Henkel v. Wabash Pittsburg Terminal Railroad

213 Pa. 485 | Pa. | 1906

Opinion by

Mr. Justice Fell,

This action was to recover the value of land taken by the defendant company under the right of eminent domain for the purpose of building a station. The specifications of error all relate to the admission of testimony offered by the defendant. The main ground of the appellant’s complaint is that the defendant was allowed to prove the circumstances attending the sale of two properties in the immediate vicinity. The plaintiff’s counsel had called the attention of witnesses on both sides to these sales, his own in their examination in chief, and on the cross-examination of the defendant’s witnesses he had shown the prices paid. On the cross-examination of the plaintiff’s witnesses it appeared that one of them had based his opinion of the value of the plaintiff’s property entirely on one of these sales, and that another witness had based his opinion mainly if not exclusively on the two sales. The prices paid for these . properties thus became a standard of value of property in the vicinity. The defendant’s offer was not to show the pric'es paid for these two properties but to prove by the purchasers that the sales were made under special circumstances, and that the prices were greatly in excess of the market values and were not a criterion thereof.

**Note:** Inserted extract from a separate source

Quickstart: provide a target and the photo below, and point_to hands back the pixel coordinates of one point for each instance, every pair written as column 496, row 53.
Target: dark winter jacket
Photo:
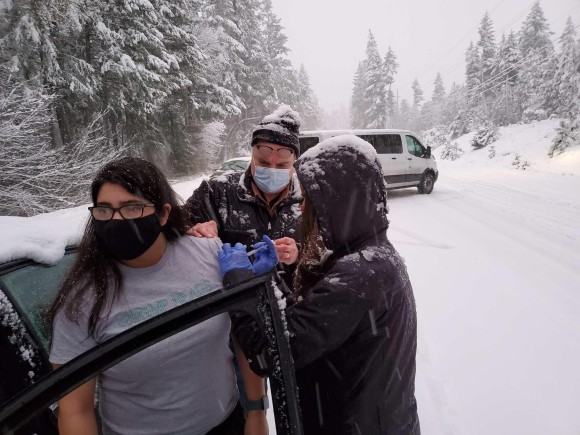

It has been long established that the proper test of the value of land taken under the right of eminent domain is its market value, and that this value is not to be ascertained by proof of particular sales but by the general selling price of land similarly situated. While particular sales may not be proved as estab*487lishing a market value, the good faith of a witness and the accuracy and extent of his knowledge may be tested by questioning him as to particular sales, to ascertain whether he knew of and considered them in forming an opinion. These inquiries go directly to the value of the opinion expressed. We see no reason why a party against whose interest a witness has testified may not show that the opinion expressed is valueless as evidence because it is founded on a misapprehension of the facts, as that a supposed sale has never been made, or that the consideration named was fictitious, or that the sale had been without regard to the market value. This does not lead, as would the proof of particular sales, to the trial of collateral issues. It goes only to impair the value of an opinion which has become evidence in the case by showing that it is based on a misapprehension of the real facts.

The assignments of error are overruled and the judgment is affirmed.